Ein bisschen zu sehr „alles wird wieder gut“ im Kurzfilm „Thirst“ von Rachel McDonald, Melanie Griffith als alte Trinkerin ist super, die Kamera ist sehr schön, der enge Kneipenraum, in dem sich die Geschichte grösstenteils abspielt, schick-schmuddelig, aber irgendwie menschelt es zu viel. Billy, jung, niedlich arbeits- und perspektivlos, entscheidet sich gegen den Sprung von der Brücke, und bekommt, weil er so traurig schaut, einen Job als Aushilfsbarmann in einer Kaschemme, und Stück für Stück findet er ins Leben zurück, weil er erkennt, dass er anderen helfen kann, dass andere ihn, womöglich, brauchen. Ja, nett, aber…
Ungleich sperriger ist „Shipwreck“ von Morgan Knibbe, eine Art Kollage aus Bildern, Tönen, Musik und einem kurzen Off-Monolog, gedreht als im vergangenen Jahr vor Lampedusa 360 afrikanische Flüchtlinge ertranken. Die Beklemmung, grenzenlose Trauer und Verzweiflung mischen sich in starken visuellen Eindrücken von zwangsläufig mechanisch ausgeführten Handlungen, wie dem verladen der Särge, Absperren des Gebiets durch die italienische Polizei. Beeindruckend vor allem, weil der Regisseur schafft den Zuschauer mitten hinein zu bringen, in eine Situation, die jeder aus den Nachrichten kennt, sich ihr aber hier nicht entziehen kann.
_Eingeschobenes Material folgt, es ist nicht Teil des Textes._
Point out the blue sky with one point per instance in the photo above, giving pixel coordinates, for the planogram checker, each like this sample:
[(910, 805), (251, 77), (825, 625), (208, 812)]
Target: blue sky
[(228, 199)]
„Lystopad“ von Masha Kondakva ist klassisch, ruhig, schön . Es dominieren trübe Farben in einem Randbezirk von Kiew, eine Hausmeisterin bei der Arbeit, sie sortiert Müll, reisst aus einer weggeworfenen Zeitung ein Bild von einem Sonnenuntergang raus, harkt Blätter, und trifft dabei auf einen Mann, der sie überredet ihn mit nach Hause zu nehmen. Zwei scheinbar einsame Menschen, einer vielleicht ein Mörder, finden für den sprichwörtlichen Augenblick zusammen und zur Ruhe, finden einen Moment Glück – vielleicht.
„Frère et soeur“ von Daniel Touati, ein 60 minütiger Dokumentarfilm, destilliert aus 100 Stunden Material, entstanden über anderthalb Jahre, über ein Geschwisterpaar. Reduziert wird nicht nur die Fülle des Materials auf eine eher kurze Länge, sondern auch die Perspektive, die Kinder – 6 und 8 Jahre – sind immer im Zentrum, Eltern und Grosseltern sind bestenfalls zu hören, nie zu sehen, die Alltagsschnipsel zeugen von der Geduld des Regisseurs, und belohnen ihn sowie das Publikum mit authentischen, kitschfreien und komischen Situationen, in denen die Kinder die Kamera völlig zu vergessen scheinen.
Ein neuer Abend, ein neuer Star auf der Piazza, Armin Müller-Stahl verzaubert das Publikum mit einem Gedicht und zeigt so mit nichts als Stimme und Präsenz, wie sehr er diesen Leoparden verdient.
„Dancing Arabs“ von Eran Riklis erzählt von Eyad, dem jungen Palästinenser, der als einziger Araber in einem jüdischen Internat in Jerusalem angenommen wird. Und während die gesamte Bandbreite an möglichen Konflikten auf allen Seiten präsent sind, ist es auch ein Film über Liebe und Freundschaft, über Erfolg und Misserfolg und die verschiedenen Formen von Toleranz und Intoleranz.
Insgesamt ein vielversprechender Auftakt.